Friday, January 7, 2011
Keith Office
Read from Saturday, January 1st to Monday, January 3rd.
Post Office, by Charles Bukowski. Bukowski was always one of those semi-famous underground authors that I wanted to check out. So one day I bought three of his books on Amazon. This is the first that I've read.
Apparently it is the first of a series of books about a character called Henry Chinaski, who is Bukowski's literary alter ego. Chinaski is an alcoholic, a womanizer, and a gambler at the race tracks. In this book, he painfully suffers through many years of working at the Post Office in LA in the 1950s and 60s. He is a letter carrier first, and then a clerk that sorts the mail. The bosses are always all over him, and Chinaski has to constantly file his job down into smaller and smaller time increments. He always shows up hungover, and frequently takes days off to go to the race track, where he has some mild success. He suffers through all the write-ups and reprimands and crazy co-workers and bosses.

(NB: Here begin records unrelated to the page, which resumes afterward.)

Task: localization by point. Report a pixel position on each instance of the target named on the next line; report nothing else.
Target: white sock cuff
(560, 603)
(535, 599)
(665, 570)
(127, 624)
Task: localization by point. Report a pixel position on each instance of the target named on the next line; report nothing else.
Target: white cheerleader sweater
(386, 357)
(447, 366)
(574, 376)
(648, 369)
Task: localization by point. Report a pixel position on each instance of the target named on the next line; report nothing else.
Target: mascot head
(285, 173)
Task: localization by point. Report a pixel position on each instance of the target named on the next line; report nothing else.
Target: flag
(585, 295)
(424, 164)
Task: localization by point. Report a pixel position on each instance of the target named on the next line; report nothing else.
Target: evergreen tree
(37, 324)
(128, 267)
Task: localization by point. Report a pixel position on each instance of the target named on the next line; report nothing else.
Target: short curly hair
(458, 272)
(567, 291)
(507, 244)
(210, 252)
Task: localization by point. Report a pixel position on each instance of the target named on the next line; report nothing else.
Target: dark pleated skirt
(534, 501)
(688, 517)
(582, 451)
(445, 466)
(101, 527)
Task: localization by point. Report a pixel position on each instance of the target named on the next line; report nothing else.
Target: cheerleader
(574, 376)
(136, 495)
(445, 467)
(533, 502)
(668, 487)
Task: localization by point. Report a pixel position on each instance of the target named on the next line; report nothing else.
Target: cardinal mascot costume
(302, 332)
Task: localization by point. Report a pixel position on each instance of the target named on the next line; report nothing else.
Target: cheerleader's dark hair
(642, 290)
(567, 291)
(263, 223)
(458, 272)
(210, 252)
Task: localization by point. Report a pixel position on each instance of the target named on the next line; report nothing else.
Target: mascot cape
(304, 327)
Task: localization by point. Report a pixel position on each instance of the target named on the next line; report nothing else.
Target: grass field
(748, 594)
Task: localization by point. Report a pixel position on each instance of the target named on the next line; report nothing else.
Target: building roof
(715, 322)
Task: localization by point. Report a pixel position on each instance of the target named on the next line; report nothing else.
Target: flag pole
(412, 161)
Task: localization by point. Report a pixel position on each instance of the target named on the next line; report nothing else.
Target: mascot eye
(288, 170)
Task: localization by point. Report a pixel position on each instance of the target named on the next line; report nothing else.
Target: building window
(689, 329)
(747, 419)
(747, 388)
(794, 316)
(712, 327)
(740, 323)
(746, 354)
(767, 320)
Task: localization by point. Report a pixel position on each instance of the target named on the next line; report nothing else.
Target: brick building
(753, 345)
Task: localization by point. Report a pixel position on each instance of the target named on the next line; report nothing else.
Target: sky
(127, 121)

He also lives with a string of 'shack-jobs,' women that he supports. But they eventually all he leave him one way or another, and he goes off and finds another. Chinaski is just looking for the cheap, easy thrills of life. He is not greedy, but he has his three vices of gambling, booze, and women. Eventually the post office and the women wear him down so much that he finally resigns. He goes on a bender and almost kills himself. But he persists, and wakes up one morning and writes a novel. That is where the story ends, presumably to be picked up in the next installment.
It is a quick book with short chapters. Filled with black humor, we the readers, along with Chinaski himself, are able to laugh at his life and job. I am interested to see where he goes from here. Three and a half out of five stars.